Judges and Barristers wear wigs in court because it is and has been the dress code since the 17th Century. Court dress code, and in particular legal wigs, is a tradition that goes back 700 years. It all started with King Edward III in the 14th Century, when, a robe, cloak and cowl were the dress code for the royal court.
What wigs do barristers wear?
It is a signal of junior status that a young barrister will wear a bright new wig. Wearing a well worn yellowing or greying wig would look incongruous. Their bright new wig would be a short horsehair one, with curls at the side and ties down the back.
To accompany their wig, junior barristers wear an open-fronted black gown with open sleeves.
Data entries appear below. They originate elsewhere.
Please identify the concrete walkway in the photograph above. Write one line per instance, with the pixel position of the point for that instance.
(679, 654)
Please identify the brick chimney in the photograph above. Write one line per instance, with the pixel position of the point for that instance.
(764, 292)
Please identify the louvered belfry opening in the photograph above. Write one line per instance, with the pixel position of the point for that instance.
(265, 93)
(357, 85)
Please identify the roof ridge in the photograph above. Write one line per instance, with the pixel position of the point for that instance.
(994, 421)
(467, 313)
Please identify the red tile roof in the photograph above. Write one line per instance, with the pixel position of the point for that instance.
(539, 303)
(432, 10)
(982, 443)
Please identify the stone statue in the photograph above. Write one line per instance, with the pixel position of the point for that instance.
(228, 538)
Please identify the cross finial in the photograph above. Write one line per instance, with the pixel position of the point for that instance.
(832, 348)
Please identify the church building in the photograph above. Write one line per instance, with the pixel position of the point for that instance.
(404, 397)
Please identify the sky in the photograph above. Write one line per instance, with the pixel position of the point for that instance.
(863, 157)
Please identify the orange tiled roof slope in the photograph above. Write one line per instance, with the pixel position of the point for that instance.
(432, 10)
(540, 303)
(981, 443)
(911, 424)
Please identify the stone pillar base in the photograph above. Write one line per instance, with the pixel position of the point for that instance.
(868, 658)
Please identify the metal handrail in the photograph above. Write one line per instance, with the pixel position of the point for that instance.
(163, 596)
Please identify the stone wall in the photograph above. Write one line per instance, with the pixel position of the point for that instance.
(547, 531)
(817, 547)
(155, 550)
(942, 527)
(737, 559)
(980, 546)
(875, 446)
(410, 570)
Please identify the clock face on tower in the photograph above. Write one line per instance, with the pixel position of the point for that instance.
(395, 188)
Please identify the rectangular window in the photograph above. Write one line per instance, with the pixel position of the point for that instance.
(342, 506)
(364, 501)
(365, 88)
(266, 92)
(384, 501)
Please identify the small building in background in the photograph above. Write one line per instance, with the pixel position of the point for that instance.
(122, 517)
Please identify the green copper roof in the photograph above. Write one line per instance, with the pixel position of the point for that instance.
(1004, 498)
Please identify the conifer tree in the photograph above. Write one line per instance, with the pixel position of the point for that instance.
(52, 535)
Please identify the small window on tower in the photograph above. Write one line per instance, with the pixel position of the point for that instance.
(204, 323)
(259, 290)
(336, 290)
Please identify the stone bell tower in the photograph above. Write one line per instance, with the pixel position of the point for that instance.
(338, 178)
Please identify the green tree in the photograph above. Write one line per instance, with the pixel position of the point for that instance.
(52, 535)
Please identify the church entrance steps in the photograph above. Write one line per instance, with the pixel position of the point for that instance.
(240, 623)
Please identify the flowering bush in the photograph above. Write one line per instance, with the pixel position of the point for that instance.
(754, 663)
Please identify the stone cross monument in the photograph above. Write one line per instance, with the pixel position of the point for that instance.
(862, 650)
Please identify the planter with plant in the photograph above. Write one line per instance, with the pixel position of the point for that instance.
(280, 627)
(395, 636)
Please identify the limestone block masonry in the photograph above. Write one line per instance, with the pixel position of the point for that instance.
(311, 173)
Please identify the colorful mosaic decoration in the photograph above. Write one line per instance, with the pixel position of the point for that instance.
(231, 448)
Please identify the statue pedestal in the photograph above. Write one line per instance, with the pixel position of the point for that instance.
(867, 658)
The gown is gathered and decorated with buttons and ribbons, and a gathered yoke. They would wear this over a black or dark suit.
Once a law student has completed the Bar Vocational Course, they are admitted to the bar. The bar is the entry point into the field of law. The qualified barrister would then need to have the legal wig in order to start practicing.
Qualified barristers wear “tie-wigs,” which cover half the head and Judges wear smaller “bob-wigs”.
Solicitors wear the same wing collar with bands, or collarette, as barristers. However, their gowns are slightly different. Solicitors gowns have a square collar and without gathered sleeves.
Judges robes have always varied depending on the status of the judge and the type of court. In addition to robes, judges have generally worn a short bench wig when working in court (reserving the long wig for ceremonial occasions) and a wing collar and bands at the neck.
Judge and Barrister Wigs History
Until the 17th Century, lawyers were expected to appear in court with clean, short hair and beards. Lawyers and judges began wearing wigs in around 1680. For 150 years, the legal wig was usually white or grey. The introduction of wearing wigs in the courtroom was largely influenced by the reign of Charles II (1660-1685), who made wigs essential wear for polite society.
It took a little while for all judiciary members to adopt this wig policy though. Many portraits of judges from the early 1680s depicted judges without wigs until around 1685.
During the reign of George III (1760-1820), wigs gradually went out of fashion. By the end of the century they were mainly worn by bishops, coachmen and the legal profession.
Judges always wore full-bottomed wigs until the 1780s, at which point the less formal, and smaller, bob-wig was introduced. The bob-wig featured frizzed sides rather than curls, and a short tail or queue at the back. This was adopted for civil trials.
The full-bottomed wig continued to be used for criminal trials until the 1840s. Today, the full-bottomed wig is reserved for ceremonial dress whereas smaller wigs are used on a day-to-day basis.
How the French Influenced the Courts in United Kingdom
Did you know that the word ‘wig’ is short for ‘periwig’, which derives from the French word for a wig – ‘perruque’?
You might say that King Louis XIV of France was a bit of a trend-setter when it came to legal wigs in the UK. During his reign from 1643 to 1715, he disguised his prematurely balding scalp (which historians believe was caused by syphilis) by wearing a wig.
His fashion choice was copied by the European upper- and middle-classes, including his cousin, Charles II, the King of England. King Charles was also rumored to have contracted syphilis, so it is thought that he also attempted to disguise his balding head with wigs during his reign from 1660 to 1685.
By 1680, most judges and barristers wore wigs in court. Wigs were considered fashionable and they signified wealth and status. In 1680, the legal wig was made from white or grey hair that was usually powdered.
These types of wigs were worn for approximately 150 years. Then, in the early 1820s, a new form of wig was invented by Humphrey Ravenscroft. This wig was made using whitish-grey horsehair and it was well-liked by many people because it was very easy to maintain and did not require curling, powdering, perfuming or even frizzing.